Smartphone use is a relatively new office challenge, emerging with the rise of social media and the smartphones which make Facebook, Twitter, Instagram and the rest accessible at any time, and in an instant.
But this instant access is changing the way our brains work, training us to constantly demand and expect updates from the external world, and potentially creating a constant distraction from the present moment.
As Assistant Professor Adrian Ward and his colleagues note, smartphones “put the world at our fingertips, and rarely leave our sides. [And] although these devices have immense potential to improve welfare, their persistent presence may come at a cognitive cost.”

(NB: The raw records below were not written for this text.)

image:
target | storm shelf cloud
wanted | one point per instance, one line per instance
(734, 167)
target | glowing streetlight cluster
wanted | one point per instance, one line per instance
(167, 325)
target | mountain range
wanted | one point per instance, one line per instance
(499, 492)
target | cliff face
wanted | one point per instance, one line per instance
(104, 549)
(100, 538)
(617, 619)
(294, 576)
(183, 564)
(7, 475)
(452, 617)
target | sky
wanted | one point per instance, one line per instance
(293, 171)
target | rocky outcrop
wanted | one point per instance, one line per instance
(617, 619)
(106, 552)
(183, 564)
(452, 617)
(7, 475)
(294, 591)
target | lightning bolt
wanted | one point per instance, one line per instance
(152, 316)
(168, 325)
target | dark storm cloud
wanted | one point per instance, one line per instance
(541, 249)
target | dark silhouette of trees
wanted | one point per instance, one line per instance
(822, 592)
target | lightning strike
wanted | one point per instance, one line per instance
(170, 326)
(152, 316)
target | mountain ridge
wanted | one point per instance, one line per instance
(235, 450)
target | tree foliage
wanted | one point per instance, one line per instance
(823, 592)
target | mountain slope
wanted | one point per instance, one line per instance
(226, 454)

So the researchers set out to find out just what the cost of our collective smartphone addiction is.
For their study “Brain Drain: The Mere Presence of One’s Own Smartphone Reduces Available Cognitive Capacity”, Assistant Professor Ward and his colleagues worked with nearly 800 undergraduate students to measure what impact simply having a smartphone on their desk – or in their bag – has on a person’s ability to complete important tasks.

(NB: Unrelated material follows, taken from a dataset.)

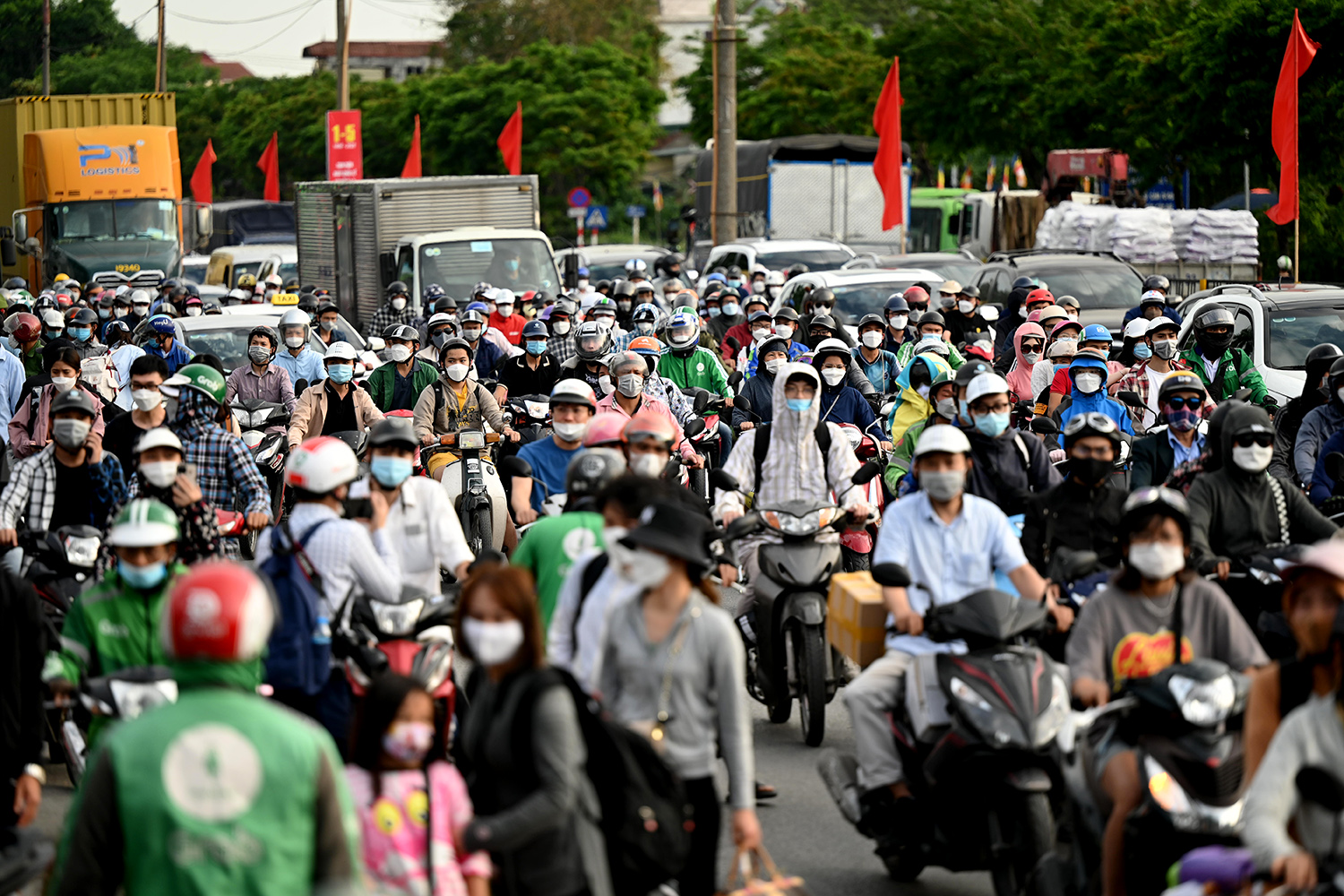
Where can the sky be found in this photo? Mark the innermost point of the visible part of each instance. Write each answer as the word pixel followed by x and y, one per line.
pixel 269 35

Over two experiments, students were asked sit at a desk and and take a series of memory and attention tests that needed their full concentration.
Before starting the tests, participants were asked to turn their smartphones either to silent or to turn them off completely, and then randomly told to place them either 1) on their desk face down, 2) in their pocket or bag, or 3) in another room.
The researchers found that those participants who kept their phones on their desks or in their bags performed significantly worse on the cognitive tests than those who kept their phones in another room.
The affect of their phone’s presence was to reduce both their working memory and their problem-solving abilities.
But perhaps the most significant finding was that participants didn’t realise they were being distracted by their phones.
When interviewed after the experiments, few reported consciously thinking about their phones, or feeling distracted.
“Your conscious mind isn’t thinking about your smartphone, but that process – the process of requiring yourself to not think about something – uses up some of your limited cognitive resources. It’s a brain drain,” Assistant Professor Ward told ScienceDaily.
“We see a linear trend that suggests that as the smartphone becomes more noticeable, participants’ available cognitive capacity decreases,” irrelevant of whether the participant was conscious of the phone.
Daniel Oppenheimer, a professor of psychology at the University of California told The Atlantic:
We know that cell phones are highly desirable, and that lots of people are addicted to their phones, so in that sense it’s not so surprising that having one visible nearby would be a drain on mental resources. But this study is the first to actually demonstrate the effect, and given the prevalence of phones in modern society, that has important implications.
So what does this mean for your organisation? Well, how many of your staff – and your leaders – sit all day with a smartphone on their desk or in their bag?
The key questions raised for NFPs by this research are:
What impact is this relatively new behaviour having on their work? And what impact would a simple policy encouraging staff to leave their phones in their bags – or in another room – have on your organisations’ work and effectiveness overall?